You know, today's self serve restaurant server is a busy animal, There is slop food to be removed from tables, tips to pick up, cigarettes to smoke, keno tickets to surreptitiously check. You should really know how to make what we called 'swamp water' as kids (which is a careful mixture of every type of beverage available), but its nice to know that if you get stumped, you have a pretty good shot at getting some professional beverage station assistance.

I know that on my next trip, I am going to enquire about beverage station assistance before I commit to dining at any particular buffet.

2. View all food selections and make your choice prior to plating your meal. This will help the food remain hot.

What a classic piece of advice. It is standard operating procedure to carefully survey the buffet top to bottom, front to back, before digging in. There is no sense in loading up a plate with six pounds of cream cheese only to stupidly find out on the way back to the table (where a family of 9 from Iowa awaits, because you carefully chose an already occupied table, because the rules didn't say not to) that there are BAGELS available. This has never happened to me at the Fremont buffet, or the Main St. Station buffet, last trip.

3. Select and enjoy your cold foods first. Make a second trip for your hot selection.

I suppose you should not mix hot and cold foods. I've heard that your teeth could shatter. To prevent this, I will load up with - sorry, plate - cold cuts, ham hocks, pigs feet, egg salad and ice cream before heading back for a luke-warm slice of bloody utility grade roast beef.

4. If you desire to make one trip, plate your cold items first, then your hot items.

The essence of a good set of buffet techniques is flexibility. Like, on a Saturday night, when I am hoping for some 'action', I could ply Mrs. Flusher with Champale, or I could switch it up and ply her with beer. Flexibility, that's the R.F.W.!

5. Stir hot items and dish up from the bottom of the container. This is where the selections are hottest.

I can't help but wonder, now that the World has read Royal Flusher's Savvy Buffet Techniques, how this will play out. Surely everyone will be stirring (for their convenience) the hot items. That means when I get there, the cold part of the 'selections' could very well have been just stirred to the bottom of the container by the previous savvy self serving restaurant patron. This is really troubling me and I think the way to go may be to conveniently make the food myself (see technique 2 above).

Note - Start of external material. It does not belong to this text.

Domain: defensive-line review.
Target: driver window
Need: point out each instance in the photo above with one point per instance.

Also, I got in trouble once for stirring the pan of eggs benedict. Who knew they would combine into a runny yellow mass topped with lonely looking english muffin halves???

6. When you visit the carving station, do so prior to plating any hot selection.

So you can make a cold trip, then a hot trip as long as you hit the carving station first, or if you prefer one trip, you can plate some cold ham hocks first and 6 pounds of cream cheese, then get your hot items, off to one side, if there is room on your plate, and as long as you hit the utility beef station first, then plate your other hot items.

Got it.

Gratuities are greatly appreciated.

I'd rather wait and see if the beverage station server has time to assist me, if you don't mind.

I'll wrap up with a Royal Flusher Way Advanced Buffet Tip: Cargo pants have lots of pockets which can hold bananas, corn bread, and sausages. Zip-loc bags hold a lot of crab legs.

I'm just sayin'.

Post Script

The World's Fare Buffet is now closed. The Riviera offers 'The Riv' for a convenient self serving restaurant experience.

Post Post Script

The Riviera closes May 4, 2015. R.F.